Monday, November 27, 2006
“Why, beautiful being, do you shun me?” Narcissus asks. “The nymphs love me, and you yourself look not indifferent upon me. When I stretch forth my arms you do the same; and you smile upon me and answer my beckonings with the like.” He pleads: “Stay, I entreat you! Let me at least gaze upon you, if I may not touch you.”

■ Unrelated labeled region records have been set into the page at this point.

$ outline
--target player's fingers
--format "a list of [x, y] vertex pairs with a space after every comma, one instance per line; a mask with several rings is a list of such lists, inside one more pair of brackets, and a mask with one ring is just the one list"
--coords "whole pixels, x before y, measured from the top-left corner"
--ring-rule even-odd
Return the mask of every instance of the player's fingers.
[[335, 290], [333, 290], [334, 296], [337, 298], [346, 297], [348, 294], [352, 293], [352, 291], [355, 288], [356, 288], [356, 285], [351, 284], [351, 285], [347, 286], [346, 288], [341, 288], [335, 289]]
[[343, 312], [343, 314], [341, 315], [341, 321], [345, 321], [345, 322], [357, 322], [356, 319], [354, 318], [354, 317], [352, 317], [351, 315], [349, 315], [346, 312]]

Narcissus is in love for the first time, so says the Greek myth. What a catch he is. He is beautiful beyond words, and he knows it. Many a female admirer has met with his haughty condescension. Nemesis, the goddess of retribution, has had enough. She curses Narcissus with himself. The next time he stoops to admire his reflection in one of the mountain pools, he will never be able to tear himself away. He becomes so consumed with himself that he loses all thought of food or rest, and he pines away and dies. He literally admires himself to death. This is the bleak picture of Narcissism.
Christians look for a different reflection. In Psalm 95:1-7, the Psalmist writes,
O come, let us sing for joy to the Lord;
Let us shout joyfully to the rock of our salvation.
 Let us come before His presence with thanksgiving;
Let us shout joyfully to Him with psalms.
 For the Lord is a great God,
And a great King above all gods,
 In whose hand are the depths of the earth;
The peaks of the mountains are His also.
 The sea is His, for it was He who made it;
And His hands formed the dry land.
 Come, let us worship and bow down
Let us kneel before the Lord our Maker.
 For He is our God,
And we are the people of His pasture, and the sheep of His hand.
This Psalm tells us that our worship is response, response to God’s revelation of Himself as King, Creator, and Shepherd. As John Piper writes, “Worship is gladly reflecting back to God the radiance of His worth.” C.S. Lewis reminds us that praise is “inner health made audible.” He continues, “Fully to enjoy is to glorify. In commanding us to glorify Him, God is inviting us to enjoy Him.”